Guidelines for Better Sleep
* Keep a regular sleep schedule, both weekdays and weekends.
* Try to go to bed only when sleepy.
* If you’re tired and can not fall asleep after about 20 minutes in bed, leave the bedroom and made something quiet, like reading or listening to soft music. Prevents the computer and any stimulating activity.
Do not let yourself fall asleep outside the bedroom. Go back to bed when you sleep and not before. Repeat this process as often as necessary.
* Use the bedroom only for sleep and sex.
* Avoid sleeping during the day. If an occasional nap is necessary, must be one hour and just after eating.
* Establish a relaxing ritual before going to sleep, like a hot bath, or ten minutes of reading.

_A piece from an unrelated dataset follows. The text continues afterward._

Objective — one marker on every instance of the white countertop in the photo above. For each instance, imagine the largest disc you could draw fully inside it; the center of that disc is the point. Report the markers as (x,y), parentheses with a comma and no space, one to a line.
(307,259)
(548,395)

* Exercise regularly. Gentle exercise should not be done within four hours before bedtime, while vigorous exercise should not be done within six hours before bedtime.
* Keep a regular schedule for meals, medication, tasks and other activities. This will help to keep the internal clock.
* Avoid heavy meals close to bedtime, although a light snack may help promote healthy sleep.
* Avoid intake of caffeine within six hours before bedtime.
* Avoid alcohol in the evening. Even a small dose of alcohol can produce dangerous levels of sleep deprivation.
* Avoid the use of nicotine close to bedtime or during the night.